In the same announcement the NSW Government also committed to develop and publish biennial climate change impact, risk and adaptation statements which set out the economic, financial and physical impacts, risks and opportunities of climate change on the State across various climate scenarios. The statements will be consistent with the framework established by the Task Force on Climate-Related Financial Disclosures (TCFD) and other relevant international guidance or standards, which will be peer reviewed by an appropriately qualified person, such as an auditor. The statements will be prepared on a whole of Government basis to address the impacts, risks and opportunities of climate change on the NSW Government and the State as a whole. The NSW Government has also committed to pilot entity-specific TCFD statements for the National Parks and Wildlife Service, Environment Protection Authority and Essential Energy.

These two initiatives will help achieve the objective of making NSW more resilient to a changing climate set under the NSW Climate Change Policy Framework.

2021–22 NSW Intergenerational Report

The 2021–22 NSW Intergenerational Report is a snapshot of the future to inform future policies. The report projects 40 years ahead to 2061 to understand ways the State’s population, economy and finances may change based on global and local trends, and current policies.

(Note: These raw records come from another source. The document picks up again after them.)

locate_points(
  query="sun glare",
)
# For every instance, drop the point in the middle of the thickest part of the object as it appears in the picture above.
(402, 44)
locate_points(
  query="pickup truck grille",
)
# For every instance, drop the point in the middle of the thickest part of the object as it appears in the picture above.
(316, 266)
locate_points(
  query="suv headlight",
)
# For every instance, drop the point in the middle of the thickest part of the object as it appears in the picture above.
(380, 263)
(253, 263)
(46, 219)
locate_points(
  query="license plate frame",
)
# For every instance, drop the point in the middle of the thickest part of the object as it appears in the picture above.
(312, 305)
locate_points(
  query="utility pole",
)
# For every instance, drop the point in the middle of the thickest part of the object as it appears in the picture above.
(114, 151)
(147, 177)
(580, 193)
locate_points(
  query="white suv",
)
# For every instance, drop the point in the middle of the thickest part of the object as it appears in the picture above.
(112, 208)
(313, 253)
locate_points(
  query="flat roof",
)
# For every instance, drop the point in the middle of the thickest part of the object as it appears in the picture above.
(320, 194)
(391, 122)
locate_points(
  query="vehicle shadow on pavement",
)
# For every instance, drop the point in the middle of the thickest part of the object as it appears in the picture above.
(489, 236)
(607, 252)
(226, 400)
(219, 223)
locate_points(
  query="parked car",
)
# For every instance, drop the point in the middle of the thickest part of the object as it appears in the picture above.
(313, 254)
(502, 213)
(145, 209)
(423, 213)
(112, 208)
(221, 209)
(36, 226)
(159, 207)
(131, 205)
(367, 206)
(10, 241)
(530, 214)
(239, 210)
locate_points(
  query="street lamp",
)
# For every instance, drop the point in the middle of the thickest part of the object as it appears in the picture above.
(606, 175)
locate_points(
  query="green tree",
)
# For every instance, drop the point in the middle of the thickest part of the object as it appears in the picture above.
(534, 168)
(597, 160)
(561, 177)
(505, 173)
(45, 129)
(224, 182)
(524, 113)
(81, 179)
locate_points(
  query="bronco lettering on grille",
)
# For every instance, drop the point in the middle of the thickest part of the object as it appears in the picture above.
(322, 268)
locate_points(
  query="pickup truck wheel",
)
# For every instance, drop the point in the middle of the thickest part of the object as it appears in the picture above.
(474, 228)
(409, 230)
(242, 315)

The report examines key long-term challenges associated with an ageing population, growing expenditure and rapid transformation in the economy, as well as climate change. The aim is to better understand ways that NSW can maintain a modern, diversified economy to ensure continued prosperity. A strong economy, supported by productivity-raising reform, high-quality services and responsible fiscal management will enable the NSW Government to help build the collective wealth of the people of NSW, and create resilience to challenges, shocks and uncertainty.

NSW 2040 Economic Blueprint

The NSW 2040 Economic Blueprint sets the direction for the state’s continued success in a changing world and expanding global economy. Launched by the Treasurer on 20 November 2019, it identifies challenges and risks and highlights major opportunities for the NSW Government to develop industries, innovate and improve the economy.

The report outlines a range of key aspirations for NSW to reach by 2040:

  • the nation’s first trillion-dollar economy
  • healthy, productive people
  • liveable and connected cities
  • productive, vibrant regions
  • innovative and world class businesses
  • a sustainable environment with reliable and affordable energy
  • enhanced performance of government.

The report highlights opportunities to build resilience and adapt to climate change across an array of different NSW Government activities.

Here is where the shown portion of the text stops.